Monty Python’s characters may have wondered what the Romans every did for them, but Muscovites know for sure that, along with total terror, bloodshed and a suppression, Stalin sure knew how to make the trains run.
And not only did he get the Metro going, his oppressively Soviet Government’s determination to show the World that Red was Right created what is, to this very day, an iconic benchmark of distinctive style blended with utmost substance and functionality.
11 kilometres of underground track were opened in 1935, each station with a theme representing the best of what the proletariat had to offer, and what they needed to live up to. Statues, lighting themes, grand staircases, hidden doorways, carvings, iconography, subliminal and not at all subtle socialist motherland messaging, all of it went into every single inch of every single property.
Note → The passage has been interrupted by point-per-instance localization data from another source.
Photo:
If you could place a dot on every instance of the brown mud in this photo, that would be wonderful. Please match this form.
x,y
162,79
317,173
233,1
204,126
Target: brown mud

The World may have been in the grip of a devastating economic downturn, but nothing was going to stop Stalin and his vision. Marble and steel by the mountain-load were used. Engineers who had worked on the London Underground helped to flesh out the practicalities, artists by the 1000s were set to work.
These days, there are over 340 km of track and 44 listed historically and culturally significant stations which, if you get the chance, spend at least a day visiting. Maybe two.